No será porque no se les advirtió, con especial fogosidad desde este trocito del mapa donde aún padecemos las consecuencias de las acciones del siniestro personaje. Pero ni caso. Entre la natural benevolencia —madre de tantos desastres— de los que levitan más que pisan por la izquierda-izquierda y sus dedos hechos huéspedes al barruntar que por una vez en la vida sumaban en lugar de restar, acogieron en su seno con inusitado alborozo al ya ex-juez campeador. Menudos caretos, el domingo, al desayunarse en el periódico que fue de cabecera y ahora solo de referencia a regañadientes con el titular que anunciaba la defección: “[Baltasar] Garzón y exdirigentes de IU se ofrecen al PSOE para derrotar a la derecha”. Como en los malos vodeviles, los últimos en enterarse de que llevaban cornamenta. En labores de celestinaje, el trasgo Gaspar Llamazares, que se apresuró a desmarcarse… igual que hizo cuando participó activamente en la demediación del antiguo quinto espacio vasco; Judas, un aprendiz.

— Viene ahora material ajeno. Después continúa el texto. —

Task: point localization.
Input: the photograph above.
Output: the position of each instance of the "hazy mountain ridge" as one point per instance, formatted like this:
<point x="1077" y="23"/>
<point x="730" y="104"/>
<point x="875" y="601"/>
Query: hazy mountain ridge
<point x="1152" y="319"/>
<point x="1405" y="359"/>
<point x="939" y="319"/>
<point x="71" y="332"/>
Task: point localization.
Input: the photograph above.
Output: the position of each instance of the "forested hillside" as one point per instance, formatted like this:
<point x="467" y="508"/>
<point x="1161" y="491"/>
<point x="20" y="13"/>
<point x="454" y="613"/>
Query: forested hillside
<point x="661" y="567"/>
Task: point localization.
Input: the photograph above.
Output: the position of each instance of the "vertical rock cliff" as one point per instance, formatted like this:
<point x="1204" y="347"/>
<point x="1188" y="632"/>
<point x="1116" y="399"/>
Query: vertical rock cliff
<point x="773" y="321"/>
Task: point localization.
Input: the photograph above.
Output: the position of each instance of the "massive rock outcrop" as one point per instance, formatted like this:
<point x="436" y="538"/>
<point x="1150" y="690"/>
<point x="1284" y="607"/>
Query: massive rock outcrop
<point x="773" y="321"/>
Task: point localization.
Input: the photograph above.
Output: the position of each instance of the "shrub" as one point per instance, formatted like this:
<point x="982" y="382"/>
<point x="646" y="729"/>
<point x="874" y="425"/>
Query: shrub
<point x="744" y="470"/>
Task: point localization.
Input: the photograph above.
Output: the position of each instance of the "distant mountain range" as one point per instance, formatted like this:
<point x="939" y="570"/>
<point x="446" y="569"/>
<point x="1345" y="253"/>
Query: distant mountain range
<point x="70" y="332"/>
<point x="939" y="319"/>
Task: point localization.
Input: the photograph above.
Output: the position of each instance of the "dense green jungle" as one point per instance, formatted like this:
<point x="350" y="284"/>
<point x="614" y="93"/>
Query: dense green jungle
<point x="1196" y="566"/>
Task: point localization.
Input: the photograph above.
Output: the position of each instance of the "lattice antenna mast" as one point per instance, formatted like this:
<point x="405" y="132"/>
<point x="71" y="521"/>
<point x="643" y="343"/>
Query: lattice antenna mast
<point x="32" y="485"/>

Una vez más, la penitencia venía adosada al pecado, que en este caso fue de candidez, pero también un tanto de soberbia. Algunos se creyeron capaces de domesticar al escorpión que tenía acreditado haber picado a cuantos le habían agasajado con pasta, premios y sonrisas. Pensaban en serio que el tipo que salió rebotado de cada pesebre en el que abrevó se quedaría a vivir para los restos allá donde estaban dispuestos a darle calor de hogar y una cabeza de lista en las europeas, si se terciaba. Pues toma desengaño cruel y canalla. A la primera de cambio, la criatura de pelo cano se vuelve a una de las madrigueras que ya dejó manga por hombro y donde ahora —cómo de grande será la necesidad del PSOE— lo reciben cual hijo pródigo.

La parte positiva de esta triste y previsible historia es que, inmediatamente después del sofocón, se abrirá paso el alivio por haberse quitado de encima a semejante individuo.